Imagine the assembly line working normally. The object moves from one station to the next where each one adds its little part. At the end of the line comes a completed and functional object, whatever the line is building. And then.... BOOM!, the line stops.

Even if it stops for only a few seconds, it's too late. Everything in progress must be removed and discarded. Paint and glue started drying and must be cleaned. Even after being restarted, not a single item will get out until each station has been completed once. Just for a few seconds of downtime, loss is very high.

But now that the line is stopped... Go check what is making that strange noise in station No 3. Now is the time to do a proper fix on station No 5 instead of the dirty patch we improvised last week. While at that, go do the regular maintenance on station No 7 that was planned for next week.

A logarithmic loss is a case where a stop is so harmful that once done, it turns to an opportunity. The same way a risk is a cost / a loss, an opportunity is a gain, a benefit. Should the line restarts too quickly without seizing any opportunity, the only outcome of the incident will be the loss and nothing else. Should one takes time and seizes these opportunities, it will give some benefits to help compensating the loss.

A case of linear loss could be a hydro power dam, one without a reservoir. Should something prevent the dam to produce any power, the loss will start at zero and grow at a regular (linear) rate. Water will flow without producing energy and once that water is passed, it will never come back.

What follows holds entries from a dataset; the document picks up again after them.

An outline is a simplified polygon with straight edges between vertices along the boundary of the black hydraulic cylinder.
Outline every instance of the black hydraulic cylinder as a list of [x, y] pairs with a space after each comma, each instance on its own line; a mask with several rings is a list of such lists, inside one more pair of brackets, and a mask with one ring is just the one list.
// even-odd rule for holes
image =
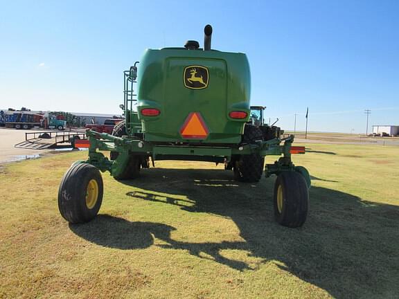
[[212, 39], [212, 26], [206, 25], [204, 28], [204, 51], [211, 50], [211, 40]]

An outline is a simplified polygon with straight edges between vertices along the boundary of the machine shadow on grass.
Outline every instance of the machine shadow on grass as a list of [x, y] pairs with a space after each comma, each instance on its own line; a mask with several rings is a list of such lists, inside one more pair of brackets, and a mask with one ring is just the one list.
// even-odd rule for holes
[[[121, 183], [132, 187], [127, 200], [158, 201], [187, 212], [229, 218], [240, 230], [240, 242], [178, 241], [171, 238], [170, 232], [176, 229], [172, 226], [101, 215], [71, 229], [90, 242], [121, 249], [148, 247], [155, 237], [166, 243], [159, 245], [164, 248], [186, 250], [238, 271], [256, 270], [274, 261], [336, 298], [389, 298], [399, 293], [398, 206], [312, 187], [307, 221], [302, 228], [287, 228], [273, 219], [274, 179], [248, 184], [233, 181], [232, 176], [220, 170], [154, 168]], [[227, 258], [222, 254], [225, 249], [245, 251], [262, 262], [254, 266]]]

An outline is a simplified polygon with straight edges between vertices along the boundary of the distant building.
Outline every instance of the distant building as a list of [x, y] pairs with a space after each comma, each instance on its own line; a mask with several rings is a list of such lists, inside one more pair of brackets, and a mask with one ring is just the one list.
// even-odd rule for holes
[[72, 114], [80, 118], [80, 121], [86, 124], [95, 124], [95, 125], [104, 125], [104, 122], [107, 119], [114, 118], [124, 118], [120, 114], [92, 114], [92, 113], [78, 113], [71, 112]]
[[399, 136], [399, 125], [374, 125], [373, 126], [373, 134]]

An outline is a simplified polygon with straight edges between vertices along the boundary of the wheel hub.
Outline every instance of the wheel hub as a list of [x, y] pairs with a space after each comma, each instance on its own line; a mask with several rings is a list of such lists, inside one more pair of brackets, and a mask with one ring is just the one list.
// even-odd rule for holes
[[91, 179], [86, 189], [86, 206], [91, 209], [94, 208], [98, 198], [98, 184], [95, 179]]

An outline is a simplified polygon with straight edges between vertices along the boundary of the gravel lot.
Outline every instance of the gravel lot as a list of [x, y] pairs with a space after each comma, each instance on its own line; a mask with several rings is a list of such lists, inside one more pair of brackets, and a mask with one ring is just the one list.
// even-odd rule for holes
[[25, 140], [25, 132], [38, 131], [46, 130], [23, 130], [0, 127], [0, 164], [50, 152], [51, 150], [28, 150], [14, 147], [15, 145]]

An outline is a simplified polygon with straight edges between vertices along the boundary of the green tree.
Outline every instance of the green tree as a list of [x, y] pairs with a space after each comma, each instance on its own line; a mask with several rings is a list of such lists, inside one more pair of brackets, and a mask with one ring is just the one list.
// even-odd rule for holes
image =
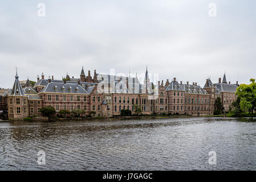
[[218, 97], [215, 100], [214, 103], [214, 114], [220, 114], [222, 113], [223, 107], [222, 103], [221, 103], [221, 100], [220, 97]]
[[48, 117], [48, 120], [49, 121], [51, 119], [51, 115], [56, 113], [56, 110], [54, 107], [51, 106], [47, 106], [42, 107], [40, 110], [41, 111], [41, 113]]
[[59, 111], [59, 114], [70, 114], [70, 111], [67, 109], [62, 109]]
[[241, 98], [241, 109], [251, 113], [256, 109], [256, 83], [254, 78], [251, 78], [250, 81], [251, 83], [249, 85], [241, 84], [235, 94]]
[[141, 107], [140, 106], [135, 104], [133, 105], [133, 108], [137, 115], [138, 115], [139, 113], [141, 113]]
[[75, 110], [73, 110], [73, 111], [72, 111], [72, 113], [75, 114], [76, 116], [78, 116], [78, 117], [80, 117], [80, 115], [81, 114], [84, 114], [84, 113], [86, 113], [86, 112], [83, 109], [75, 109]]

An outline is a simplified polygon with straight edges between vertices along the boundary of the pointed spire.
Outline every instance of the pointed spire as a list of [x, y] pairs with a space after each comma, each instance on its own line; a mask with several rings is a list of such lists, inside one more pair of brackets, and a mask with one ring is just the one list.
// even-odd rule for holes
[[80, 74], [80, 76], [86, 76], [86, 74], [84, 74], [84, 67], [82, 67], [82, 71], [81, 71], [81, 74]]
[[223, 77], [222, 83], [223, 84], [227, 84], [227, 80], [226, 78], [226, 71], [224, 73], [224, 76]]

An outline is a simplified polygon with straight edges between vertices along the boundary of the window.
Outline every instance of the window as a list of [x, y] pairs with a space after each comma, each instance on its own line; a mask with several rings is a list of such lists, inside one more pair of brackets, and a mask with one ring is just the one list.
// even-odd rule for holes
[[19, 98], [16, 98], [16, 104], [17, 105], [21, 104], [21, 99]]
[[59, 101], [59, 95], [56, 95], [55, 96], [55, 101]]
[[16, 107], [16, 114], [21, 114], [21, 107]]

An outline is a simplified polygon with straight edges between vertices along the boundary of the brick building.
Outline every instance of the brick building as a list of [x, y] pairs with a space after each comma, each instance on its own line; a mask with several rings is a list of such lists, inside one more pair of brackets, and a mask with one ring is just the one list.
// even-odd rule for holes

In IT, most losses are exponential. These are cases where whatever can't be done at a specific time will be buffered and re-processed at a later time. Clients will come back later, tasks will run later, ... At first, loss is small and don't grow much. The thing is, patience will grow thinner and thinner and if you can't re-process everything in time, the consequences will increase drastically and very fast (exponentially).

This model is essential to understand because by instinct, people do the exact opposite of what they should.

What people do wrong when trying to do high availability

When they decide to do HA, people start by deploying solutions that will prevent an asset to go down. Not only that, they often stop working the case when they are done with that first HA solution. Unfortunately, that is the proper plan for a logarithmic loss, not an exponential one.

Should one faces a logarithmic loss, then this logic is right. Do all you can to avoid stops but once down, no need to worry about recovering fast. The thing is, that case is almost inexistent in IT. It is quite the opposite.

Because losses are exponential, to go down is not great but not that bad. What is critical is to ensure the recovery before the exponential skyrockets to high losses. As such, the focus must be on recovery much more than on preventing the stop in the first place.

When doing HA the wrong way, one will pay for a solution that will help prevent a small loss, the one at the beginning of the exponential curve. On top of that pretty small benefit, the environment will remain exposed to high risk by not ensuring recovery when needed. So high security cost added to high risk cost. Not great at all.

Instead, efforts should be to ensure recovery will be completed in time and to the best state possible, before an incident grows out of control. That will limit the cost of the solution while reducing the cost of the higher risks. If one is still not happy after that then it will be time to look at solutions that will prevent downtime in the first place.

Again, to explain and enforce such practices is the role of a senior security advisor. When the needs are properly defined and solutions are aligned with them, security costs will be kept to a minimum while risks will also be reduced to a minimum. That is the proper way of doing security.